Disclaimer: I do not own Warehouse 13, it belongs to its respected owners. This was made for purely entertainment purposes. No profit was made.
A/N: I hope you enjoy my story. Its kind of angsty. Like it or hate it, please tell me why.
Frozen in Fury
I stood there frozen. Unable to move. Who would have thought, me, the great H.G. Wells would be reduced to this. I'm still. I can't hear or see. I'm simply surrounded in darkness. I have no idea what is happening. Sometimes I dream, if that's what you can call it that, about the world. About how much it has changed. How society be. What has happened to the Warehouse? Did it ever move to America? What is the current state of the world?
Yet here in the darkness, alone in my thoughts, I feel a fear. A fear that all my foolish hopes have been for nought. That I will stay in this state. That I will die. Oh how I miss my Cristina. I immediately think of her in these moments and my fears leave me, but instead I feel such anger.

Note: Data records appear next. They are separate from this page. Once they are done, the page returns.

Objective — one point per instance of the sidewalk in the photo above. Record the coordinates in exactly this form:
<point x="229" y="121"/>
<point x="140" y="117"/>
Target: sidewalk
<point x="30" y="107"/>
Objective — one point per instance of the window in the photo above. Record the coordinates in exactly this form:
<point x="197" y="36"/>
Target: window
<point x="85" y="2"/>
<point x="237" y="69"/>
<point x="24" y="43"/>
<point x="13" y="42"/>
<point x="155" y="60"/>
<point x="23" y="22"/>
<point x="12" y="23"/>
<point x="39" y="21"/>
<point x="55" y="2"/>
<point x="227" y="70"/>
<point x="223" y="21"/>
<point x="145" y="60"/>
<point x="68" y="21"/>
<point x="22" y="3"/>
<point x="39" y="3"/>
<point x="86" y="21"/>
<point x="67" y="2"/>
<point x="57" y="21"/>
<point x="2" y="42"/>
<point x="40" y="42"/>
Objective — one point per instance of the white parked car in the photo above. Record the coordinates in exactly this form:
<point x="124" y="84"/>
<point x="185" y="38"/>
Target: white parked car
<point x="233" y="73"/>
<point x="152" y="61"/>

How could someone take her away? My daughter. How could the world be so careless? So unfair. She was so innocent. She was my daughter. I was meant to protect her. It was my responsibility. Yet now she is gone and I'm alone.
I'm paying for my crimes. For wanting my daughter back. I was careless. I will soon stop paying for my crimes and I'll unleash my fury to the world. A world that can't even be so kind as to spare my child.